House of Commons officer jailed for MP expenses fraud

Andrew Gibson
Image caption Gibson created the false claims for typing and secretarial services

A House of Commons official has been jailed for nine months for claiming nearly £6,000 in fake MPs' expenses.

Andrew Gibson, 49, a budget officer in the Parliamentary Fees Office, came up with a "carefully executed fraud" to pay off gambling debts, a court heard.

He admitted drawing up false invoices in the names of three former MPs following the 2005 General Election.

Gibson, of Limehouse, east London, admitted three charges of obtaining money transfers by deception.

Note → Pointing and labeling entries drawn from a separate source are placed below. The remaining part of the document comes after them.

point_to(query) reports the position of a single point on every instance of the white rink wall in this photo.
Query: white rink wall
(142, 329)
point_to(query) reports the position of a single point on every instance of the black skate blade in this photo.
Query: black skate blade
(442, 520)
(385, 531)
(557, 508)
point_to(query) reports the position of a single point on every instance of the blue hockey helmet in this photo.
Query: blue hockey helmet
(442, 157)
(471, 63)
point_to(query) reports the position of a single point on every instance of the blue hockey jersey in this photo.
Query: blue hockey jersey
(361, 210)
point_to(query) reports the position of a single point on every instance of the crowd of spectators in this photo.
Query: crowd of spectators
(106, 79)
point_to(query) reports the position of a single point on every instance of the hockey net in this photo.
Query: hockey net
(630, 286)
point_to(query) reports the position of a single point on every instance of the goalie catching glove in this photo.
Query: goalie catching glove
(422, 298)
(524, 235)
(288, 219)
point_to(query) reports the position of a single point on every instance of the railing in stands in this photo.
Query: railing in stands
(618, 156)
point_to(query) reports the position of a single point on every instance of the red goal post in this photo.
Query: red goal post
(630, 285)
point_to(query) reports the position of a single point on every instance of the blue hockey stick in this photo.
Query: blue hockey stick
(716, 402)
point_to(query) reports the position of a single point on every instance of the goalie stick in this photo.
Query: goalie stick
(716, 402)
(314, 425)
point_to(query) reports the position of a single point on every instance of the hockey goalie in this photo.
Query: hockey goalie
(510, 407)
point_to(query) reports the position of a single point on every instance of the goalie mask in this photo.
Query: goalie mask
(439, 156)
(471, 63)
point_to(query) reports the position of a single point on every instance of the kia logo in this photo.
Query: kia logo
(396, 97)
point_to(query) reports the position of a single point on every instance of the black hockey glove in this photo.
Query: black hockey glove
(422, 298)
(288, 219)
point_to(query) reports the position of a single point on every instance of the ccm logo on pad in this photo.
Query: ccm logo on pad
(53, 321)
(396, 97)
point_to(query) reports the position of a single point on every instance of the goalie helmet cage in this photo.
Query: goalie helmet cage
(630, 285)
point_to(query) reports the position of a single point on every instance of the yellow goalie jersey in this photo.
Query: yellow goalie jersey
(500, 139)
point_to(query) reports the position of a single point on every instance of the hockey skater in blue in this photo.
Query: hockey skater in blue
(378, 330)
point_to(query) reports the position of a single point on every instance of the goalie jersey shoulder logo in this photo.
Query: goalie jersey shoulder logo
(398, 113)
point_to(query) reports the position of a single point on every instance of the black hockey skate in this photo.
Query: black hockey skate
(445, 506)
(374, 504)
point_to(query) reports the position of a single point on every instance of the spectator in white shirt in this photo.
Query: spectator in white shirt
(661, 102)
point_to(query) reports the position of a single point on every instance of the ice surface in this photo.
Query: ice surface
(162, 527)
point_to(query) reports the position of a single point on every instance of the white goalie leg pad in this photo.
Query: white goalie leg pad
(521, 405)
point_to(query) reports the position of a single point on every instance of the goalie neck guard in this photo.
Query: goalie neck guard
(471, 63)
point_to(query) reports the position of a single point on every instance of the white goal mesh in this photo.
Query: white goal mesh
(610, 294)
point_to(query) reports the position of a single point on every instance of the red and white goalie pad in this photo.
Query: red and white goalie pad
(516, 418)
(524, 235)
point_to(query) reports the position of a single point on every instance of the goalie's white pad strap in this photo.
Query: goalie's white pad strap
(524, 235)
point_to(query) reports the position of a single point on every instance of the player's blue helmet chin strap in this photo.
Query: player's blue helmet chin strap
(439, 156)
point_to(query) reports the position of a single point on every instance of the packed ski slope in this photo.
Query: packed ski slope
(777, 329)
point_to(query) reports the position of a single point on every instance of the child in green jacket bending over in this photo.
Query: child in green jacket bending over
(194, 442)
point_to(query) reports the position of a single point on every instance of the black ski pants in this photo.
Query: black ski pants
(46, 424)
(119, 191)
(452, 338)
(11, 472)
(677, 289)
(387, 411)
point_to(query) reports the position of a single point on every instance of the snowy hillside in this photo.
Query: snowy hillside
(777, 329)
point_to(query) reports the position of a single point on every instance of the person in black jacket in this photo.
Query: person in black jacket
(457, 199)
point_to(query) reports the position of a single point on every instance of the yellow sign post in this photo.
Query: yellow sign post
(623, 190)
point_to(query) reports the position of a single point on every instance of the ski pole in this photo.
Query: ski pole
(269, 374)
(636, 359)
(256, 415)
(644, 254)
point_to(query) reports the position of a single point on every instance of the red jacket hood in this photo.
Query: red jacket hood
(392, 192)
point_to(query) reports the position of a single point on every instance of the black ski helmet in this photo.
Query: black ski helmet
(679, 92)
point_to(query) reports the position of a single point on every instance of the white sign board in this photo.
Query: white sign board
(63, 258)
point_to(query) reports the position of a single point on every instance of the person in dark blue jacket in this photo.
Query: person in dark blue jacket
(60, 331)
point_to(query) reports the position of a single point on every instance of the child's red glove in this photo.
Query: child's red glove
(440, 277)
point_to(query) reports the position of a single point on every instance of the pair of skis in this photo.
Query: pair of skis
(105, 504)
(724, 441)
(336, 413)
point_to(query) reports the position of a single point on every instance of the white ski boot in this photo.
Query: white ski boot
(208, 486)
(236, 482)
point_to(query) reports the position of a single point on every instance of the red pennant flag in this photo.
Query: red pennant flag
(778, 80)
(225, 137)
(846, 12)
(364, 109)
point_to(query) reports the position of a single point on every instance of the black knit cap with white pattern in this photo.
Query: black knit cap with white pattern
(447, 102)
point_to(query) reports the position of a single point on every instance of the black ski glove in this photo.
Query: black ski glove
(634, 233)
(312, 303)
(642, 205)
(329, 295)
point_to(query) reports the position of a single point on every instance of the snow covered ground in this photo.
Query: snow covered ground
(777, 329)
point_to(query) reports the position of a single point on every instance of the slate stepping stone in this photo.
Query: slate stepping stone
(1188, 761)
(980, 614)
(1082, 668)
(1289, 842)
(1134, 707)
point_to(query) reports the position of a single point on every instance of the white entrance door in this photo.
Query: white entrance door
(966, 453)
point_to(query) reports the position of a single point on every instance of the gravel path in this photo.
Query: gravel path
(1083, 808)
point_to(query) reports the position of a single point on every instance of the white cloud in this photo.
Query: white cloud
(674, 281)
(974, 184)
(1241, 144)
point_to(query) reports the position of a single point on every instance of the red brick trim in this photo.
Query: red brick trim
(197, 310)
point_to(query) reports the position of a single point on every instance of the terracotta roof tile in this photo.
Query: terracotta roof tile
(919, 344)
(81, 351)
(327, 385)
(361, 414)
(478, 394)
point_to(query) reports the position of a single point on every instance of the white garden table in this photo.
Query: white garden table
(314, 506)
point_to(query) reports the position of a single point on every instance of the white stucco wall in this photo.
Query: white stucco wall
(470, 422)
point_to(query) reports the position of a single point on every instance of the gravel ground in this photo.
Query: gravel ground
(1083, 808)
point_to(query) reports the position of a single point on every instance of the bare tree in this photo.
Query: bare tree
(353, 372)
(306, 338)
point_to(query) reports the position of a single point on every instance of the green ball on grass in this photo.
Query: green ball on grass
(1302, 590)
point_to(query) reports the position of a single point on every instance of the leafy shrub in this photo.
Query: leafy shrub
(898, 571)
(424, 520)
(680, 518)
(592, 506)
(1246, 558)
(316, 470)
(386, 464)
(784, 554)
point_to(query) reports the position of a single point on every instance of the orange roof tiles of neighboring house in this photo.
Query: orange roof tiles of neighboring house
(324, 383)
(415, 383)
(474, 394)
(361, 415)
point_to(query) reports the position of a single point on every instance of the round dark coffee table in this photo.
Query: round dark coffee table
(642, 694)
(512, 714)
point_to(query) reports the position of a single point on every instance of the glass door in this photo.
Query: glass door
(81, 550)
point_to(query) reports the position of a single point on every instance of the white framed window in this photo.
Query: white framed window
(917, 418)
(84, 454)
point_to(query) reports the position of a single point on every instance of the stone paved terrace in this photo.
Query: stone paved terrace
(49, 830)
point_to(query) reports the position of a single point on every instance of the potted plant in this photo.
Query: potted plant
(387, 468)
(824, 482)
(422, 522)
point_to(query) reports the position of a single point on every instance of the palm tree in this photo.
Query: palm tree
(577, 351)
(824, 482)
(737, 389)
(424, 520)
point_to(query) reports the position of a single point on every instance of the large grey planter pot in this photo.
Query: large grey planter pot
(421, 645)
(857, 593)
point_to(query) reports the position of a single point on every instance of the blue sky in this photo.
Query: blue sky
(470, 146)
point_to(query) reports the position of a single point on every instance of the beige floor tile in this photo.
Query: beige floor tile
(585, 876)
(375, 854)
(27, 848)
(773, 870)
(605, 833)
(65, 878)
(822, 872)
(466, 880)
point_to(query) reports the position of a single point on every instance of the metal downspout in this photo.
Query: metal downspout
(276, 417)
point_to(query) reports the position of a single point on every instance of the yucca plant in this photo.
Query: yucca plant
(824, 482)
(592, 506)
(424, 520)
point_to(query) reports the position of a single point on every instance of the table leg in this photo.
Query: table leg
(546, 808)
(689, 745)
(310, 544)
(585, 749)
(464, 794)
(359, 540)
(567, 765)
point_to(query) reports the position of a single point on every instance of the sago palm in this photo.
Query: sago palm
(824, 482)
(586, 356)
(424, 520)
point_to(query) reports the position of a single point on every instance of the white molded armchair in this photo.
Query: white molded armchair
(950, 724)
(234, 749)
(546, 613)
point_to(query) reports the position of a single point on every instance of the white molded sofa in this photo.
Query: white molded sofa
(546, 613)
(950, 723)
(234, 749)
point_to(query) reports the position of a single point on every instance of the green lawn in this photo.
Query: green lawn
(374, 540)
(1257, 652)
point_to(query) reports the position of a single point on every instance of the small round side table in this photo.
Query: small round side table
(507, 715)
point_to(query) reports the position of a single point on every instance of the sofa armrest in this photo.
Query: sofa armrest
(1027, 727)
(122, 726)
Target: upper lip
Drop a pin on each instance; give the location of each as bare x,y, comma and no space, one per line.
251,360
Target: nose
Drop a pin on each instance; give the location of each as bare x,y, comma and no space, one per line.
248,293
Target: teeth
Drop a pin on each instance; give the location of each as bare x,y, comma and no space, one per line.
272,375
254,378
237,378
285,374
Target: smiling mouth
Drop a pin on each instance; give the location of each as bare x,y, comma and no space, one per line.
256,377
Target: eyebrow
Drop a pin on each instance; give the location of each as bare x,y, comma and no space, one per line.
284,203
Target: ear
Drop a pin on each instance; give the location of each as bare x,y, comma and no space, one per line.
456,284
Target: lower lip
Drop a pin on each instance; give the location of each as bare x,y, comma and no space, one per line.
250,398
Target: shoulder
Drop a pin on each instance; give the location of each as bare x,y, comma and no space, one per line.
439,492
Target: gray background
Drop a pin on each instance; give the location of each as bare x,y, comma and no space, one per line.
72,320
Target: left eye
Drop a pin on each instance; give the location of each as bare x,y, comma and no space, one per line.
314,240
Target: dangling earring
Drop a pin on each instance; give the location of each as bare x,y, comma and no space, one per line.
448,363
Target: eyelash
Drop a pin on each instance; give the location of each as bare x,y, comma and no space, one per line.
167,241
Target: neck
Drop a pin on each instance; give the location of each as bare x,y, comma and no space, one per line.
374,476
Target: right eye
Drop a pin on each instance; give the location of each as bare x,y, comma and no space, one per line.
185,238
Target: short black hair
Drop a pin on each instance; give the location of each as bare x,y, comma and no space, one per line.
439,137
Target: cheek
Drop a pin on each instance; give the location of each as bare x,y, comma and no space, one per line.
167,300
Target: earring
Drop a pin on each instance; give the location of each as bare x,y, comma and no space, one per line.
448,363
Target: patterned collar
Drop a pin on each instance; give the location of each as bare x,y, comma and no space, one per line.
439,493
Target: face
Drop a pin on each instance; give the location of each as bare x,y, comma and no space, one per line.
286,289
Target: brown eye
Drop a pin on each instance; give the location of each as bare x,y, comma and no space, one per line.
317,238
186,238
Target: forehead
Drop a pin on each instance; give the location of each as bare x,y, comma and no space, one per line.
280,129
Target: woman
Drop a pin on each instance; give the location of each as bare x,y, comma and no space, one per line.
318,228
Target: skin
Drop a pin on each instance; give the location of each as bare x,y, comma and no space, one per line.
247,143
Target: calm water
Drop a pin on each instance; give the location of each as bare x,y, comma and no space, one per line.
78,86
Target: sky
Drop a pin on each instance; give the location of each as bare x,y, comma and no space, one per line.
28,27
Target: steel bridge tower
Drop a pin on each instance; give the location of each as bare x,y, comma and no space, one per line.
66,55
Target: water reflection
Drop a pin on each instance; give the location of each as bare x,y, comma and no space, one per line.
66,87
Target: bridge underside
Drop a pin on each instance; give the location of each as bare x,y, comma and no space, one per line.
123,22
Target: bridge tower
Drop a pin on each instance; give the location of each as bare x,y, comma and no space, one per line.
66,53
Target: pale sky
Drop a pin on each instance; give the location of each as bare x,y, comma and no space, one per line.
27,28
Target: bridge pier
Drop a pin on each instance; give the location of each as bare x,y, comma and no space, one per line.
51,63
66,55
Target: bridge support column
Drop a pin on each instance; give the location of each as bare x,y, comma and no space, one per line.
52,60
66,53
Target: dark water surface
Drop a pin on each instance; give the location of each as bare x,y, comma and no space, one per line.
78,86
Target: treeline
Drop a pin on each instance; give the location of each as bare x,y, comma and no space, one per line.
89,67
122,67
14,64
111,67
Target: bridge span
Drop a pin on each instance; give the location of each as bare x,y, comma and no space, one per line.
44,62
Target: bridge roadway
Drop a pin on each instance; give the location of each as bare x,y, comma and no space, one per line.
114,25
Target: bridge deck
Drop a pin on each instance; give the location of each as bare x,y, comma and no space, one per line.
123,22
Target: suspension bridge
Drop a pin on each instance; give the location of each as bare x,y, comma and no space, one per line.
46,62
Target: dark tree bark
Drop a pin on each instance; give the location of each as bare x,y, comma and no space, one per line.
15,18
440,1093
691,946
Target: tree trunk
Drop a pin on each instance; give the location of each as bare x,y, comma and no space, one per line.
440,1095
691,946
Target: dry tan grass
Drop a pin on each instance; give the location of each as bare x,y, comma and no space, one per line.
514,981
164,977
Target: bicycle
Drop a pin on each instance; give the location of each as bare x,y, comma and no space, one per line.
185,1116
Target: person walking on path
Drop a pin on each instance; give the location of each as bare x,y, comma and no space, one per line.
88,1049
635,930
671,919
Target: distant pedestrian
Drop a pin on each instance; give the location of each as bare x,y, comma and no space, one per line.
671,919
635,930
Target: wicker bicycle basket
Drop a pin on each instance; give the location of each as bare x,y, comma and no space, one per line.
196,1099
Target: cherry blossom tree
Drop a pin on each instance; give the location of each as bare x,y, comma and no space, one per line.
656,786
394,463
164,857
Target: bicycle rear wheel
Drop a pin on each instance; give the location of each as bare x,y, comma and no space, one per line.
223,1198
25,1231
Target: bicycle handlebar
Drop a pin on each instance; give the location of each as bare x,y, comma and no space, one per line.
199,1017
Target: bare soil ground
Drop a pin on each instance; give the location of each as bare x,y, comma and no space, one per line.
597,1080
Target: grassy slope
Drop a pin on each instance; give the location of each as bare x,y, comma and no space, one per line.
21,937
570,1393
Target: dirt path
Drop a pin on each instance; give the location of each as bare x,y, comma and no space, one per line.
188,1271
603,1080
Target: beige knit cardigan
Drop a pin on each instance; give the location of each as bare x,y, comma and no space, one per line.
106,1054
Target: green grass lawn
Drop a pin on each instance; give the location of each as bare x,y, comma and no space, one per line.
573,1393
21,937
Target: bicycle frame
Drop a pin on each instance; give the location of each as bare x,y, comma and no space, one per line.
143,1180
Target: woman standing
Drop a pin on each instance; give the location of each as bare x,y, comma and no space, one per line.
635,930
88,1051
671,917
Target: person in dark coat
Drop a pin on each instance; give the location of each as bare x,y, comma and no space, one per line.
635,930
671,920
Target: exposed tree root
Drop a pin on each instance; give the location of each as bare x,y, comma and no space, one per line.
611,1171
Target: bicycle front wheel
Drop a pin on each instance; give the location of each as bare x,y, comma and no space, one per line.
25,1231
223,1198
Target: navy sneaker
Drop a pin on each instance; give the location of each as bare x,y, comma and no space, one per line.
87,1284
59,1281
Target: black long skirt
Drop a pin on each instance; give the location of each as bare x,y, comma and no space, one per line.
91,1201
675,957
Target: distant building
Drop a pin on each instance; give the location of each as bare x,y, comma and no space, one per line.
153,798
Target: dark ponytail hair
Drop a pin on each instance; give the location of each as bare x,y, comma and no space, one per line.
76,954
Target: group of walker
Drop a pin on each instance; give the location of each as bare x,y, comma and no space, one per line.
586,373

Southwark Crown Court he owed his friend Toni Pomfret about £6,000 and had decided to "let the MPs pay for it".

He made the false expenses claim and transferred the money into Pomfret's bank account.

Image caption Gibson owed Pomfret £6,000

Rail ticket inspector Pomfret, of Waltham Cross, Hertfordshire, has been jailed for six months after admitting three counts of acquiring criminal property.

The court heard Gibson created the false claims for typing and secretarial services in the names of Tam Dalyell, Linda Perham and Matthew Green, all MPs who left the House of Commons in 2005.

Judge Geoffrey Rivlin QC, sentencing, said the offences of Gibson and Pomfret resulted in suspicion falling upon the "entirely innocent MPs".

The fraud came to light after Mr Dalyell was asked to examine receipts for his expenses as part of Sir Thomas Legg's inquiry into MPs' expenses.

Police had been alerted and fingerprints of Gibson and Pomfret, who had both previously worked together and shared an interest in gambling, had been found on the claim forms.

"These were planned and carefully executed frauds," the judge said.